Insufficient evidence exists to recommend treatment with vitamin E in patients with intermittent claudication.

Source of funding: No external funding.

For correspondence: Prof. J. Kleijnen, NHS Centre for Reviews and Dissemination, University of York, York Y010 5DD, England, UK. FAX 44-1904-433-661.

*Numbers calculated from data in article.


By preventing oxidation of low-density-lipoprotein cholesterol, vitamin E may play an important role in the prevention of cardiovascular disease. This systematic review by Kleijnen and Mackerras evaluates the role of vitamin E in improving functional status in patients with intermittent claudication.

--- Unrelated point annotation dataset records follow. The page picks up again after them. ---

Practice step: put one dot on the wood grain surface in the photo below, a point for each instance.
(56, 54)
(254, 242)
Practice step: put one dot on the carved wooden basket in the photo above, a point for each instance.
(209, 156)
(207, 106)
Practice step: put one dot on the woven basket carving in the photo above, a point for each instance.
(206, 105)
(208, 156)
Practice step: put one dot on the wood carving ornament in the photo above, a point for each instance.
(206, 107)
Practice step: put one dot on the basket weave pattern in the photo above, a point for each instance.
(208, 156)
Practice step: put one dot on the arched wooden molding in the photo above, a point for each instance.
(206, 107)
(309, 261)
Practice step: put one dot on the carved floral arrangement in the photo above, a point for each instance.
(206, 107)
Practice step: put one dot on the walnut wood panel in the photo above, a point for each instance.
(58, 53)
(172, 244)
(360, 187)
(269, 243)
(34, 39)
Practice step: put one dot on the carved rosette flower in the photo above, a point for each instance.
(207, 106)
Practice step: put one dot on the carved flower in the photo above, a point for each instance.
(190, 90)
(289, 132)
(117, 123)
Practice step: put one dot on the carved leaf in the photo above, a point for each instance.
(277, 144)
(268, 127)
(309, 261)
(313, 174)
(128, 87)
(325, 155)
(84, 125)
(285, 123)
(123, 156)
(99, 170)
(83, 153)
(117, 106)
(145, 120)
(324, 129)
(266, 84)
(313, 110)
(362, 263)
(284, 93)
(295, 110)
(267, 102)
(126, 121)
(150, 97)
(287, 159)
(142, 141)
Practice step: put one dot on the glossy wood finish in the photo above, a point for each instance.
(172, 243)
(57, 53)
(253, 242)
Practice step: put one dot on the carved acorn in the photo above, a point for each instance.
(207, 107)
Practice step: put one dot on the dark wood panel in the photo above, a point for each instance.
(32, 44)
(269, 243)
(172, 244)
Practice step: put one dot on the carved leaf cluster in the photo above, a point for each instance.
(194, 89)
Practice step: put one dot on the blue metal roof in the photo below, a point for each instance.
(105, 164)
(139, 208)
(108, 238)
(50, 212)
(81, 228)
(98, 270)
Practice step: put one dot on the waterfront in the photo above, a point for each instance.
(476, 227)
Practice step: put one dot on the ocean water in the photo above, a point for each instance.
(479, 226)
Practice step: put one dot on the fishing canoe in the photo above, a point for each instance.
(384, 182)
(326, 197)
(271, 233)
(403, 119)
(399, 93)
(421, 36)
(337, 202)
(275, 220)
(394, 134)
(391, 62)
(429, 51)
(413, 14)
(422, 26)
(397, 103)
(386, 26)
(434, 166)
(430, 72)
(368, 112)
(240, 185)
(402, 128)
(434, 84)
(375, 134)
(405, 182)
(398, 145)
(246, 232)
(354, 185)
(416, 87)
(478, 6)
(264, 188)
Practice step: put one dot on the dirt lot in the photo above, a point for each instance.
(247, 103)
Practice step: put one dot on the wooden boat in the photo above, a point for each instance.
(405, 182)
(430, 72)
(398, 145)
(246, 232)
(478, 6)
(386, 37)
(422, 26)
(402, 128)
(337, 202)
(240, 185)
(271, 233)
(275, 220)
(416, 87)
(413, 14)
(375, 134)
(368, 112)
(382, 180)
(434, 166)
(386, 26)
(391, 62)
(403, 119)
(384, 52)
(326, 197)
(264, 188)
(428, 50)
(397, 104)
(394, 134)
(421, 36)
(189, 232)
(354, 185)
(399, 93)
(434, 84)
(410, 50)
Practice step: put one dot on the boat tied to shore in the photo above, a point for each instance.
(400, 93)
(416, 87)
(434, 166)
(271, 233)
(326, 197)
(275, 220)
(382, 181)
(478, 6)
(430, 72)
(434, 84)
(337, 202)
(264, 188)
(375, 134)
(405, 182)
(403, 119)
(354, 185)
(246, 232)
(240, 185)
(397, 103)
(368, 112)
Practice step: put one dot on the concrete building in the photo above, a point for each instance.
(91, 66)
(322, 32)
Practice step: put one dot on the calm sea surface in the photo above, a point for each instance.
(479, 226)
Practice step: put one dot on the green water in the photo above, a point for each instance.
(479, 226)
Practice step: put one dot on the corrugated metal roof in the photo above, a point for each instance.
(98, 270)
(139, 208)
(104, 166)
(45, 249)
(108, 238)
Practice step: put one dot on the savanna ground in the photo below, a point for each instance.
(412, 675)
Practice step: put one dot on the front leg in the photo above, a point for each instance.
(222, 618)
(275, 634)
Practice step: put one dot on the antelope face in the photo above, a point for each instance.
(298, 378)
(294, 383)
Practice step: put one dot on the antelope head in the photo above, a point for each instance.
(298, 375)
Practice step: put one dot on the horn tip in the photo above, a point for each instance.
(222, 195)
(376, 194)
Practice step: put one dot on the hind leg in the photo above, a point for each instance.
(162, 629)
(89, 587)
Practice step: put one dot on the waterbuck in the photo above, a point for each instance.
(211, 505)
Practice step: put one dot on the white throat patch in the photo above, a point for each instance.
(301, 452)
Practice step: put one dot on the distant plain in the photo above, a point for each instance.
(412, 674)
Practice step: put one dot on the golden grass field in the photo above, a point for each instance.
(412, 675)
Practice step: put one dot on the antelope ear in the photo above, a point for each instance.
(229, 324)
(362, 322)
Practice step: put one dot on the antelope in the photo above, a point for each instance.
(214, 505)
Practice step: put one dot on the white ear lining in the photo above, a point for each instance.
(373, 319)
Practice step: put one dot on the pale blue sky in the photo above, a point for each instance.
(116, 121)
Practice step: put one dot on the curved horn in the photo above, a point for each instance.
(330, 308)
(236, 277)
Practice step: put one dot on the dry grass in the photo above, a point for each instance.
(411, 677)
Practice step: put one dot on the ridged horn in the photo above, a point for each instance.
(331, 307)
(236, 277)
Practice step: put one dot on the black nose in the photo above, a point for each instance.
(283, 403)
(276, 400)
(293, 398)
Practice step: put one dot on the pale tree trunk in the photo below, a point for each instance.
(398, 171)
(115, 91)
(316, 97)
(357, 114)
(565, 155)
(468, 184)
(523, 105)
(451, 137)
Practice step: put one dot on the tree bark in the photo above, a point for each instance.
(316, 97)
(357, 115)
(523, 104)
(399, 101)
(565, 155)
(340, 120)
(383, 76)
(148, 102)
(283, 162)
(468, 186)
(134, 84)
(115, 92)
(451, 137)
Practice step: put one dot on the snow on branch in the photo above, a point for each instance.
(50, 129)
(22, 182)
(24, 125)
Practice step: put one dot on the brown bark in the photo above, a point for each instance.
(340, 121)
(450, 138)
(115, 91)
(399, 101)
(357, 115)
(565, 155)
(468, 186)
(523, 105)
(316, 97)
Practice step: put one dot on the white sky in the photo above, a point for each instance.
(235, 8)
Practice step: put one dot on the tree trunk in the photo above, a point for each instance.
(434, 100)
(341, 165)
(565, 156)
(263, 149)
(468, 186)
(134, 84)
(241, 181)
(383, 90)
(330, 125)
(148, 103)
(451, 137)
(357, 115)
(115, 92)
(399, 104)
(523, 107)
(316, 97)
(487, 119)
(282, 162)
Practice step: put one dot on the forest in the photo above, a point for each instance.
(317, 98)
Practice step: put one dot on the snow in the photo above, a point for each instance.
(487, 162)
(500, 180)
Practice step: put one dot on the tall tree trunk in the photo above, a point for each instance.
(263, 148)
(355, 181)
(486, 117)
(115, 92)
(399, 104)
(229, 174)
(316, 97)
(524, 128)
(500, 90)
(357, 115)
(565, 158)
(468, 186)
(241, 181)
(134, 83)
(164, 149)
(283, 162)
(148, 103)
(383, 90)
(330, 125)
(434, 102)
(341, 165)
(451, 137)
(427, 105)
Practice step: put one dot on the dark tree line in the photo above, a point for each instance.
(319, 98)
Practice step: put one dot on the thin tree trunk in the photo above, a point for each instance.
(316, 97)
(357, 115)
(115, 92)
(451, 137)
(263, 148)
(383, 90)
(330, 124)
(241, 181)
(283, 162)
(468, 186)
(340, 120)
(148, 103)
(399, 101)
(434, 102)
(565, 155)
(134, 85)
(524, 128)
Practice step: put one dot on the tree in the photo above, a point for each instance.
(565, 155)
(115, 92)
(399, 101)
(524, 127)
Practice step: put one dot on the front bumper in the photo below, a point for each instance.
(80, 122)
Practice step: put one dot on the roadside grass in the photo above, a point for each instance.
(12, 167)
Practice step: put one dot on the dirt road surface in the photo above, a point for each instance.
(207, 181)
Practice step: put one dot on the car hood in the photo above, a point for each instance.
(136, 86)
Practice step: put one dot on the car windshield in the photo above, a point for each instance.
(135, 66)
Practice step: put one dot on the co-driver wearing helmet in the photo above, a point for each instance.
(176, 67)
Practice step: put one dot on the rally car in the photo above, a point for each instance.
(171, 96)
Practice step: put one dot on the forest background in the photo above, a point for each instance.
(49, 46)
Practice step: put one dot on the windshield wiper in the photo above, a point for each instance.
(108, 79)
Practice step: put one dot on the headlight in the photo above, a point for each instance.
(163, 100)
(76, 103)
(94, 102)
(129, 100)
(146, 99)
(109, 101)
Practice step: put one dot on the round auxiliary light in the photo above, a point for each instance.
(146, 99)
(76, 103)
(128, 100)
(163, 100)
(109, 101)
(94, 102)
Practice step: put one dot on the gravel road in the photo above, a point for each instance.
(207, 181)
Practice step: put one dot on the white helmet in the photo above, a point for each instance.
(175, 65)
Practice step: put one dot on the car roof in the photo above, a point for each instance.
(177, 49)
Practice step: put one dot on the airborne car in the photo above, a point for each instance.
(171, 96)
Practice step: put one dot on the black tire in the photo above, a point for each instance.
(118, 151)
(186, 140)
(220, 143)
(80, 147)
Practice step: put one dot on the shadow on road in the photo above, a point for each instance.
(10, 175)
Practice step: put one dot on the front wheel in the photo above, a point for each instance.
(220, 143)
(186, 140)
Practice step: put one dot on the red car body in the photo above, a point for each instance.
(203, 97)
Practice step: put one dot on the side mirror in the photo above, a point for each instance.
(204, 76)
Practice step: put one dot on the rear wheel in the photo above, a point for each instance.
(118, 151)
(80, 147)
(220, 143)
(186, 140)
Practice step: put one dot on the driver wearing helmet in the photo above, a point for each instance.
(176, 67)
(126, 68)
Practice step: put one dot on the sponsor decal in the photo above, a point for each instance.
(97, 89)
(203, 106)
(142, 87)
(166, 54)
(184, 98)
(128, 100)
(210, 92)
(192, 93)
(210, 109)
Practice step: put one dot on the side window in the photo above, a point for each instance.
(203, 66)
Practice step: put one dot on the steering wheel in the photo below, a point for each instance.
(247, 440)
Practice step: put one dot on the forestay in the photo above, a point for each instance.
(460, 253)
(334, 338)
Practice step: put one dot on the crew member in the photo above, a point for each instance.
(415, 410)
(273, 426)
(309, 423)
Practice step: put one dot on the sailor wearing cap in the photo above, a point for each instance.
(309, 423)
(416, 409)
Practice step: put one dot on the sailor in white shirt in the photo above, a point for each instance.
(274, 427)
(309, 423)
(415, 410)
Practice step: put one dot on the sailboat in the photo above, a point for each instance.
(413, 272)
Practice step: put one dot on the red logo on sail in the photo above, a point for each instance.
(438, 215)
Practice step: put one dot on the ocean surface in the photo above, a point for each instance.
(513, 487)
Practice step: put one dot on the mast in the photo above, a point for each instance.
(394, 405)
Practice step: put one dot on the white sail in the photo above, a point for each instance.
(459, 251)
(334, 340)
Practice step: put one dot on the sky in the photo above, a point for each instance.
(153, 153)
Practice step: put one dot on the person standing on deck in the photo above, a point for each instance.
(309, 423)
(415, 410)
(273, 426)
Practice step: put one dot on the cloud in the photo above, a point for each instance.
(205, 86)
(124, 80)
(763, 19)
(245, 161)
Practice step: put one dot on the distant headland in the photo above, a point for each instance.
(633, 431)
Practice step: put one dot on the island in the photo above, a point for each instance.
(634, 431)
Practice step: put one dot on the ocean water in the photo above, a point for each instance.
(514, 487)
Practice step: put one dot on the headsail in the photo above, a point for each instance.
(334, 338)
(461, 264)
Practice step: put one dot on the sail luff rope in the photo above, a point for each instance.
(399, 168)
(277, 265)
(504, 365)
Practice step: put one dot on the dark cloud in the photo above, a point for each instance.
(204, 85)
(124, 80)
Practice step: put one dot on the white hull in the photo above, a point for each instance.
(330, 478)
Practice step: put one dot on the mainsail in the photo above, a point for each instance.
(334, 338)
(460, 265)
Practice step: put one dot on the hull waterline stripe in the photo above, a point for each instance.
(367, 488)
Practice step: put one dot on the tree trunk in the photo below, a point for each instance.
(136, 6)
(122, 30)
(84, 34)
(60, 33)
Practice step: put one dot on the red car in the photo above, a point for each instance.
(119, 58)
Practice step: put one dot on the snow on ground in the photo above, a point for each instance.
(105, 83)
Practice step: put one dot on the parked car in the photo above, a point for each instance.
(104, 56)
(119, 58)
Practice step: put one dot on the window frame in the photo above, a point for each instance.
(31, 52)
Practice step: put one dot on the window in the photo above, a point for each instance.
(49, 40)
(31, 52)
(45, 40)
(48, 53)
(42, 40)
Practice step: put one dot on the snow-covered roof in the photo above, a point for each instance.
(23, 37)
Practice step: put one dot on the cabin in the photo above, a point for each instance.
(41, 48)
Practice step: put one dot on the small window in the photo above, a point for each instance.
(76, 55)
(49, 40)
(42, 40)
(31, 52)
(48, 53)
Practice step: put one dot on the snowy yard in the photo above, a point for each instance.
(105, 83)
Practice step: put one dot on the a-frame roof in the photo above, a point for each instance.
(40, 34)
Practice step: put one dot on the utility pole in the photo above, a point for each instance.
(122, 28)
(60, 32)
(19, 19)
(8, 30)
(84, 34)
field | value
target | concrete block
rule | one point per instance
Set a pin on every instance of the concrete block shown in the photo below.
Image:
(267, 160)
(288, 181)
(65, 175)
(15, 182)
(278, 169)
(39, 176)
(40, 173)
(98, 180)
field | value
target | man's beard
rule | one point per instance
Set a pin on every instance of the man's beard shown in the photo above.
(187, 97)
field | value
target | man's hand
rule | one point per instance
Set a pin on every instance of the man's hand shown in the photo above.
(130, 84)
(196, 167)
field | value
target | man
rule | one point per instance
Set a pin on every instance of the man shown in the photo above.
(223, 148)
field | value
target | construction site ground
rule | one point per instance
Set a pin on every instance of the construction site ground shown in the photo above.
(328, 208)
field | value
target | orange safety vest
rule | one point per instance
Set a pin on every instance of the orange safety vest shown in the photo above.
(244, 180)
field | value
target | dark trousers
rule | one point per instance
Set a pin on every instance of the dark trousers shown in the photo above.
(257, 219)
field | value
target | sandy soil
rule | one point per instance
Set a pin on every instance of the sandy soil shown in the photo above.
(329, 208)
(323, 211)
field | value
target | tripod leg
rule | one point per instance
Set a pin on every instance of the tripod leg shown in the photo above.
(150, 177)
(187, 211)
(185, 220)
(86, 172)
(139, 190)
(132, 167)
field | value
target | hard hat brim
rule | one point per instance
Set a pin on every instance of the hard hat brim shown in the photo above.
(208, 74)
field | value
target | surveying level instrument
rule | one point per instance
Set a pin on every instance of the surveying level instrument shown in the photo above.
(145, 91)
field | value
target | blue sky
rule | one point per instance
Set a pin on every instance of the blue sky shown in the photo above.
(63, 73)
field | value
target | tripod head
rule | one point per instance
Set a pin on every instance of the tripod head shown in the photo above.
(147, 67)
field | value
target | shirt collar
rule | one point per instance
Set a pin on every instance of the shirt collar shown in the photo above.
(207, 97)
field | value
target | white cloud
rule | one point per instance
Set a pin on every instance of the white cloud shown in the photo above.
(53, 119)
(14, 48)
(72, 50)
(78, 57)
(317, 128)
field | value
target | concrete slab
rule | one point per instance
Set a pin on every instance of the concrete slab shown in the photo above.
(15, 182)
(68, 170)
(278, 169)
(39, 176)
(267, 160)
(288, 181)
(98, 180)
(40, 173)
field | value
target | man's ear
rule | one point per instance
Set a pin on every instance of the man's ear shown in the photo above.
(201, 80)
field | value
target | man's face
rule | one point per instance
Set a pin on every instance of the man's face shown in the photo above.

Evaluation of this question with only 5 trials that had small samples (total n = 227) is difficult. Over the long term, approximately 50% of patients will have no progression of symptoms or will actually have improved functional status (1). According to the American Heart Association statement on chronic arterial insufficiency of the lower extremities, exercise therapy, smoking cessation, and antiplatelet therapy remain the mainstay of treatment (2). The potential advantage of a safe and inexpensive therapy, such as vitamin E, with the promise of favorable outcomes in cardiovascular disease, deserves proper evaluation for peripheral arterial disease.

Because the trials were done in an era before percutaneous revascularization, antiplatelet therapy, and measures aimed at smoking cessation, the findings may not be generalizable to current practice.

Patients with peripheral vascular disease are at higher risk for cardiovascular morbidity, and the use of vitamin E for prevention of cardiovascular disease has been addressed. A detailed review of large observational studies found a relative risk reduction of 31% to 65% for fatal and nonfatal cardiovascular outcomes when vitamin E was given for ≥ 2 years (3). Because patients with intermittent claudication are at higher risk for cardiovascular disease, it may be appropriate to prescribe vitamin E on this basis alone.

I agree completely with the authors' call for large, double-blind, randomized controlled trials to address the efficacy of vitamin E in patients with claudication.

Michael Farkouh, MD
Mount Sinai Medical CenterNew York, New York, USA

Michael Farkouh, MD
Mount Sinai Medical Center
New York, New York, USA


1. McDaniel MD, Cronenwett JL. Basic data related to the natural history of intermittent claudication. Ann Vasc Surg. 1989;3:273-7.

2. Weitz JI, Byrne J, Clagett GP, et al. Diagnosis and treatment of chronic arterial insufficiency of the lower extremities: a critical review. Circulation. 1996;94:3026-49.

3. Jha P, Flather M, Lonn E, Farkouh M, Yusuf S. The antioxidant vitamins and cardiovascular disease: a critical review of epidemiologic and clinical trial data. Ann Intern Med. 1995;123:860-72.